I wish our resident statistics expert, ff123, could put a rest to all of this

(Although IMHO tangent, Garf, and JohnV have already given good enough arguments to settle the matter, there are others in this forum that apparently disagree)
QUOTE
Originally posted by shday
Picking 12/16 and above as pass and 11/16 and below as fail is potentially throwing away alot of information!
12/16 is chosen as a cutoff because it indicates a >95% probability that the ABXer chose the sample because she heard a difference, not by random chance. 95% probability is a standard cutoff in statistics; 12/16 gives a 96% probability, while 11/16 gives a 90% probability.
The 95% cutoff is an arbitrary cutoff, but it works well. It still means that there is a 1 in 20 chance that the listener doesn't hear a difference and simply guessed well, but usually the listener does hear a difference and simply uses the ABX to prove it. Preferably, the listener will score even better than 12/16 (for example, 13/16 gives 99% and 16/16 gives >99.9%), but most people on this forum will accept 12/16, along with a good description of the problem, as proof that the listener hears a difference. Also, there is no reason why the listener should perform exactly 16 tests, although 16 does give a good balance between statistical significance and listener fatigue.
QUOTE
Originally posted by shday
Ten people score 10/16, each giving a ~77% probability that their test wasn't a fluke.
Ten people at ~77% each gives an overall confidence of more that 99.9% (much more I think) that they, as a group, didn't just get lucky.
Honestly, I don't mean to pick on shday at all

His conclusions do at first seem to have good logic behind them, but I believe the math and statistics contradict these claims. If I wasn't so rusty with my statistics, or if I had a statistics book handy, I could put the math right here.
Here's (if I remember correctly) the correct conclusion.
If a listener scores 10/16 on an ABX test, then there is about a 1 in 4 chance that the guesses were totally random. However, if he the next two
subsequent ABX tests are also 10/16, that gives a total ABX value of 30/48, which gives a satisfactory 95% probability. Note that this addition does
not apply if the listener gets 10/16, 3/16, 13/16, 10/16 on four sequential tests. Even with a 13/16 on an individual test, the total ABX up through the third test is 26/48 (65% probability) and through the fourth test is 36/64 (80% probability). By picking and choosing ABX tests, one invalidates his results.
All ABX tests performed must be included in the statistical probability.
This logic can be extended to an ideal listening group. Assuming 20 identical listeners in 20 identical environments (and this is
not the case on this forum), there is a certain statistical probability that one will get 12/16 correct on an ABX test purely by guessing.
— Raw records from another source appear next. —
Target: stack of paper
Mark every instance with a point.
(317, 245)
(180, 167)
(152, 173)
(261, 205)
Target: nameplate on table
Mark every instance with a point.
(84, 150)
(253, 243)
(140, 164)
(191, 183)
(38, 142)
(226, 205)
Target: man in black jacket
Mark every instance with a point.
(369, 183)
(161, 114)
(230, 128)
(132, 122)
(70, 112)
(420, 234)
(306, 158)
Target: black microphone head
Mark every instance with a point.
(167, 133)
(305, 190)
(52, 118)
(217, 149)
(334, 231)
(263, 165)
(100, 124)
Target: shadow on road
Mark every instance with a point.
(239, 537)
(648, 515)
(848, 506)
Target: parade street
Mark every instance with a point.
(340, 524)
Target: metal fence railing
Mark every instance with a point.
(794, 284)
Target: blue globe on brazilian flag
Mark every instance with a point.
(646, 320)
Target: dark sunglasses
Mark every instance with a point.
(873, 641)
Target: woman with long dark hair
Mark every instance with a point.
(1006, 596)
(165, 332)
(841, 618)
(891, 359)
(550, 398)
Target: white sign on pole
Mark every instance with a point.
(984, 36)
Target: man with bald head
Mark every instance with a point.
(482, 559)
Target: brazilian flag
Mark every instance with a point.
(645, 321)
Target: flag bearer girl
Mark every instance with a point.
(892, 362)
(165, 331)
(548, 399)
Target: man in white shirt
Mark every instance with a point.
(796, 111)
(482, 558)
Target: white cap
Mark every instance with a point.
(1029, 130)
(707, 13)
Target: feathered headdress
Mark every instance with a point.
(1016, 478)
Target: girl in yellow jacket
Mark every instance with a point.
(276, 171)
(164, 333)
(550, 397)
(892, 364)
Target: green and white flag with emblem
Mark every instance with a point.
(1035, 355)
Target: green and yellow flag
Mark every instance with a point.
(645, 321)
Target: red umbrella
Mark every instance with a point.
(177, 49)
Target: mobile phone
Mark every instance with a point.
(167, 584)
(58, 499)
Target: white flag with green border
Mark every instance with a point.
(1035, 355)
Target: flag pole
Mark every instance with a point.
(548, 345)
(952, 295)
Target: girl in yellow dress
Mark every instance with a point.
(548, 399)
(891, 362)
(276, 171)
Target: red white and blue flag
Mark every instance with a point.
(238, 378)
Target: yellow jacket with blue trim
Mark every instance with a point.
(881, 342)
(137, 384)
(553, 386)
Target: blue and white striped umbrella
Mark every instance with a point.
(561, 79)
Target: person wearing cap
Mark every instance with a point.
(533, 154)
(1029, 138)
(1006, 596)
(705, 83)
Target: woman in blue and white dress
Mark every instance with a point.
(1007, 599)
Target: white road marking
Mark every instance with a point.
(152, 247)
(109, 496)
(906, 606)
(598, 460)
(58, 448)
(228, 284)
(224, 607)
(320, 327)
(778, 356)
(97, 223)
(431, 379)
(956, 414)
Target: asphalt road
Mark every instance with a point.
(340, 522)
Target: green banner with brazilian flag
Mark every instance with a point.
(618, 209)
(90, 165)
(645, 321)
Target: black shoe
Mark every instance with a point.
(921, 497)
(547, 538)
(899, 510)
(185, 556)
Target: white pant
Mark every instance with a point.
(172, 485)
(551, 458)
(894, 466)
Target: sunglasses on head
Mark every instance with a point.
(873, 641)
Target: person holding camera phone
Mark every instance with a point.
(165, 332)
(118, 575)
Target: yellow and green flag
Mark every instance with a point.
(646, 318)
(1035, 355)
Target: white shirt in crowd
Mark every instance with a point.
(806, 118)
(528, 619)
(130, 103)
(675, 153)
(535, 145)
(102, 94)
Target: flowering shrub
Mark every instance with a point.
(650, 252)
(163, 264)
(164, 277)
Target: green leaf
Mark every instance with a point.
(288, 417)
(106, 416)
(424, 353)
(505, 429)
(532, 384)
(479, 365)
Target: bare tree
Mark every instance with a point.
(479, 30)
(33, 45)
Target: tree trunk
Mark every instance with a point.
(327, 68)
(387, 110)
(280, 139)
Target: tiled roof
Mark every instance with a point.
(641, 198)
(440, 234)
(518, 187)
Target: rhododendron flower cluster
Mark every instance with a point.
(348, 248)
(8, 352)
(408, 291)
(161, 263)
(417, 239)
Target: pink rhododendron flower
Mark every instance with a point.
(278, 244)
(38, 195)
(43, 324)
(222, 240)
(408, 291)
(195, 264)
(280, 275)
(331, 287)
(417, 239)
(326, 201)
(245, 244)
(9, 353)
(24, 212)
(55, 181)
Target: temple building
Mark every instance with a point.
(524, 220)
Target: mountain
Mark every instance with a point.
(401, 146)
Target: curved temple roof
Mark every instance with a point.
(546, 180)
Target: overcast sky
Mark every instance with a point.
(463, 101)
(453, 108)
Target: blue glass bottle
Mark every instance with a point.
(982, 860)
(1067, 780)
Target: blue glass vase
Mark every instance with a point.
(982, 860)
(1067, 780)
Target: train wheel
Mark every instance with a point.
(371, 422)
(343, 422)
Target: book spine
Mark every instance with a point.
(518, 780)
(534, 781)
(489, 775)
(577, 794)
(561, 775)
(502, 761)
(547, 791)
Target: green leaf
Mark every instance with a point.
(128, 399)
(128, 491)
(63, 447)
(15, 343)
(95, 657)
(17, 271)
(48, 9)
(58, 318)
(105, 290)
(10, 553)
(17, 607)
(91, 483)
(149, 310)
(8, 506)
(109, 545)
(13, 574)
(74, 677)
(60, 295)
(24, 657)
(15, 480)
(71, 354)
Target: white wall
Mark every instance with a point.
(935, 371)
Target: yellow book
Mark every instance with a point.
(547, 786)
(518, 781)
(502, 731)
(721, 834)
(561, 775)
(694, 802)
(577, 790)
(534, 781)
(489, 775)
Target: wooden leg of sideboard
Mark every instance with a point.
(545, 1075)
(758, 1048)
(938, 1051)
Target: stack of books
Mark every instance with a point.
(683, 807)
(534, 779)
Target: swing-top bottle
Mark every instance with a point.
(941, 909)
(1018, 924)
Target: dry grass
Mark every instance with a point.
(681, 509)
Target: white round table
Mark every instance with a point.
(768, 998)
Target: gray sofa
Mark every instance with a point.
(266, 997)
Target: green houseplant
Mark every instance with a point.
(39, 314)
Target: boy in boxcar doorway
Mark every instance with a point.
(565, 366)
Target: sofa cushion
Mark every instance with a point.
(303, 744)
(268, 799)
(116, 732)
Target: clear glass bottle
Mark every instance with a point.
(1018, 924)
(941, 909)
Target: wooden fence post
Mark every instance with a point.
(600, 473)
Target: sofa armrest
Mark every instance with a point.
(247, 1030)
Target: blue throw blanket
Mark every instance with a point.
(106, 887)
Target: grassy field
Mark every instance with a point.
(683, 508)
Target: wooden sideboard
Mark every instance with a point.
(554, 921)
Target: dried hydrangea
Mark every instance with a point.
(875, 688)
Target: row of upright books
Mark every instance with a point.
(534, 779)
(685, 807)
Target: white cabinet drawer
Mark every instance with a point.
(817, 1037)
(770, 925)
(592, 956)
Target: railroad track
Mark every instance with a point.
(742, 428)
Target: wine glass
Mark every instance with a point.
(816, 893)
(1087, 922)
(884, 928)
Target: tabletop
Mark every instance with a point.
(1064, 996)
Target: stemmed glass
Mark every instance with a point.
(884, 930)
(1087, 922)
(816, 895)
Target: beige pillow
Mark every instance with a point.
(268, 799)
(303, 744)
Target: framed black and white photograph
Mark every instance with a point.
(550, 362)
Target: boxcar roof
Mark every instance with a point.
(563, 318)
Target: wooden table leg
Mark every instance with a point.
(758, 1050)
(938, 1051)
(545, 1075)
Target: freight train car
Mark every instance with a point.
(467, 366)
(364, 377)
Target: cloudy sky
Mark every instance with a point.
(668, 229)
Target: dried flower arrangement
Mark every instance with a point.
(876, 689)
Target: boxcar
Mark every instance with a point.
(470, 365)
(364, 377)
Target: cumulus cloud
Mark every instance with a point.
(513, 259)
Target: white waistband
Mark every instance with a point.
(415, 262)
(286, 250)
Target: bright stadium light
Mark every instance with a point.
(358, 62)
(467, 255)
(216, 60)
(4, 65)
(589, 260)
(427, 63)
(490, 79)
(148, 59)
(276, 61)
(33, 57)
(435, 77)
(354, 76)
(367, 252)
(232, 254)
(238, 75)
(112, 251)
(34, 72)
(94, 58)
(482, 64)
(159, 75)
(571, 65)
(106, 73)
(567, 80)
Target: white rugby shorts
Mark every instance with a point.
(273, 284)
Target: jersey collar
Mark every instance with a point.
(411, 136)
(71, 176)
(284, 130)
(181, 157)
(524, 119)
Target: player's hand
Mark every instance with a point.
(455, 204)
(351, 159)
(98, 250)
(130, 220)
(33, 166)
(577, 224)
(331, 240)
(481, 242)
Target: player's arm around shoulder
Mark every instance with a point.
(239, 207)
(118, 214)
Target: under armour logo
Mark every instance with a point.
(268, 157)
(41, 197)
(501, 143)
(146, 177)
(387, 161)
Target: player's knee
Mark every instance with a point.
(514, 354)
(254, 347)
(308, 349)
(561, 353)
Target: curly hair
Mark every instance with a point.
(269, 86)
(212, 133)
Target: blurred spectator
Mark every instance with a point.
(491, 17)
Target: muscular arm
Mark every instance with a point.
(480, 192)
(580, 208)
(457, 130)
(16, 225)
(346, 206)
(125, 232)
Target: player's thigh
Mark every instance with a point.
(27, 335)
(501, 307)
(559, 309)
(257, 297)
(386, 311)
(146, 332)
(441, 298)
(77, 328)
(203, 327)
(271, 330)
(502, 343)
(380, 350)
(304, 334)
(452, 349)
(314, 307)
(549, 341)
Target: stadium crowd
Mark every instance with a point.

There is some math involved that I can't recall, but I do know that there is significance if one individual can get 12/16 ABX, but if that person is part of a group of many identical people, then that single 12/16 ABX test carries much less significance. This makes sense; flipping a coin five times in a row will probably not give five heads in a row on the first try, but if one keeps flipping, there is a good chance that five sequential heads will eventually occur.
This does not mean that if no one but JohnV can hear a difference, then JohnV is wrong; no two listeners are alike, so we do not have an ideal listening group, and the logic in the previous paragraph does not apply to this forum.
If ten people each score 10/16 ABX, it does not mean that the aggregate score was 100/160; it means that
no one person could reliably hear the difference between the two samples. However, if a single person takes ten sequential ABX tests and gets a 10/16 on each, that
does constitute a 100/160 ABX, which is very significant.
Now, another important concept to understand is that the ABX does
not test the relative quality of the audio files; it only says whether or not a person can hear
any difference at all. ABX gives a "yes or no" response, not a "moreso or less so" response. This is why ff123 conducts preference tests by having listeners rate each sample on a scale from 1 to 5 in 0.1 increments.
What
is true is that you can conclude from a group of ABX results whether one audio file has a
better chance of being audibly different from the original than another.. If, from a group of 30 people, 20 of them reliably ABX sample A but only 10 of them reliably ABX sample B, then you can conclude that sample A is more likely to be detected than sample B. You cannot, however, get a user's preference in this way; that is what user comments and preference tests are for.
I
think you can make the following statement though: if you tell 30 listeners to only listen for high-frequency roll-off in the sample files A and B (and this isn't realistic, but assume that roll-off is the only artifact the listeners can detect), and 20 of them ABX sample A with a high significance but only 10 ABX sample B with a high significance, then you can say that sample A has a more audible high-frequency roll-off.
Phew, this is quite a post! But hopefully it clears up some misconceptions, rather than adding new ones.